Just ask the guys who worked on the iPhone 4...
Steve Jobs explains Apple's grip-of-death iPhone 4 antenna design
That was in 2010. Today, more than two years later, your typical smartphone is even more complex, wirelessly speaking. A 2012 handset might be expected to feature Wi-Fi in two different bands: 2.4GHz and 5GHz. Bluetooth too, in the 2.4GHz band. Then there’s 4G LTE for fast data communications and 3G for voice - because 4G can’t yet do voice properly - and for data in places where 4G hasn’t been rolled out yet. Just in case the user roams into a region without 3G either, phones still have to support 2G. All this cellular goodness has to work across a range of frequency bands to support different carriers in different countries.
Oh, and don’t forget there’s more wireless goodness coming. Devices are soon going to have to start supporting 60GHz short-range, high-speed data transfer communications if they’re to continue offering the full 802.11 standard.
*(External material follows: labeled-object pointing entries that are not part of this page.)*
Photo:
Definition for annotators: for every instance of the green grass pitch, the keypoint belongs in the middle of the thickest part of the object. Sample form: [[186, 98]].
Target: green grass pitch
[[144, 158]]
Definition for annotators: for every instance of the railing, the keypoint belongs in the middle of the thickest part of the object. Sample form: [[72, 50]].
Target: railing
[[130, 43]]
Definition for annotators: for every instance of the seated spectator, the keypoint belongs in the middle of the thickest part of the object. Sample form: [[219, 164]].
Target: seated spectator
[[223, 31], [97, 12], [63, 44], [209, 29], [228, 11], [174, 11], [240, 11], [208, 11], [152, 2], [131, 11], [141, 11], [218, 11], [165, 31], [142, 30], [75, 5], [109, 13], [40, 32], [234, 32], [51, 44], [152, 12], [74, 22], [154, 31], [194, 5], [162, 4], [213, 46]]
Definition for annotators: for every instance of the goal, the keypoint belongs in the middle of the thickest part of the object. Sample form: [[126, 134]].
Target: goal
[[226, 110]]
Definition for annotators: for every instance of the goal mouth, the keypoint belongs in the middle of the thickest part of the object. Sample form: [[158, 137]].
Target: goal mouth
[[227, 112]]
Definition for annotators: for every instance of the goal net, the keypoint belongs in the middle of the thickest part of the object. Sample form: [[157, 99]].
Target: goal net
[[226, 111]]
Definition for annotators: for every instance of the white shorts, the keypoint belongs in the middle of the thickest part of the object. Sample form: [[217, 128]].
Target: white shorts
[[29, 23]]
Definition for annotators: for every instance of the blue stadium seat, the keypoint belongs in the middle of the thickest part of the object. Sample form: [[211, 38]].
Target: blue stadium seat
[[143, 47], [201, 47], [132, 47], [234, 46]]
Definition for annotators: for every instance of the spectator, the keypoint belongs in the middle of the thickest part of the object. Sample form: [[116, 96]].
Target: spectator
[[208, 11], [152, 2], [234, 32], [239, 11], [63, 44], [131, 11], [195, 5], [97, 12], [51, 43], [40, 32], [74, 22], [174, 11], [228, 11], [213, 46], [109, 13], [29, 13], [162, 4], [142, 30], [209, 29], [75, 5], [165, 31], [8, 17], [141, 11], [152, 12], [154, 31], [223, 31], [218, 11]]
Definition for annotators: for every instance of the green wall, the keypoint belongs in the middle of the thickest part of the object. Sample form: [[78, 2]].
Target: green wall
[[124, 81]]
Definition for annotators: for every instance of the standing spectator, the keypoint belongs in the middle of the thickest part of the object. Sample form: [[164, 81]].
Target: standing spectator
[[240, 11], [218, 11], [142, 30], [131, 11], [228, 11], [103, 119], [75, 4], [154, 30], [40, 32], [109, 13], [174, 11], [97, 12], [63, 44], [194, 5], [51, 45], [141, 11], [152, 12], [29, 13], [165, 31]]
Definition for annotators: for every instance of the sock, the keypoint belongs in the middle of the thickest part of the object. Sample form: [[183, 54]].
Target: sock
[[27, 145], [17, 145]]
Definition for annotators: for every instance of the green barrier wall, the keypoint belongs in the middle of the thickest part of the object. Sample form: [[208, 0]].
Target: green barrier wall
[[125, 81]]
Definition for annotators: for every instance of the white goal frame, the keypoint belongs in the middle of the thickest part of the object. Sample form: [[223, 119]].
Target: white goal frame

WiGig - aka Wireless Gigabit - builds on the agreed 802.11ad 60GHz specification and it’s coming in 2013-2014, trailing new pick-up specifications in its wake.
To get the promised ever higher data transfer rates, devices need to stick to these newer radio specifications very closely. Old, broad tolerances which might have been acceptable in the GSM and GPRS days will no longer do. That means more effort needs to be put in to get each antenna turned correctly from the off.
To make it all work, today’s smartphones need multiple, pre-tuned antennae and a host of different chips to manage the signals for each of these technologies. And they all have to fit within the phone’s casing. No one, after all, wants to go back to extendible external aerials.
Were punters happy with ever-fatter phones, that would be much less of an engineering problem than it is, but they’re not - they want thin, pocket-friendly devices.
The solution might seem obvious: build in a single, universal radio able to hop across all those radio technologies and frequencies at will. It’s an answer that’s easy to state, rather harder to realise.
Back in September 2011, Samsung released a Windows Phone smartphone, the Focus Flash, which featured a little-known first: it contained a radio frequency micro-electromechanical system (RF-MEMS). This tiny chip, developed by WiSpry, a company based in Irvine, California, was capable of physically changing its impedance under the influence of a software. The upshot: it could be used to dynamically tune the Focus Flash’s antenna to meet the needs of some if not all of the radio technologies the phone uses.
WiSpry has been working on RF-MEMS chips for more than ten years. Indeed, MEMS makers have been shipping these kinds of chips since the middle of the last decade. Getting them to work with mobile phones has long been a goal, but it’s proved hard to attain. While phones were chunky and could be stuffed with all the antennae they needed, there wasn’t much need to implement RF-MEMS in handsets. There were fewer radio technologies to support too.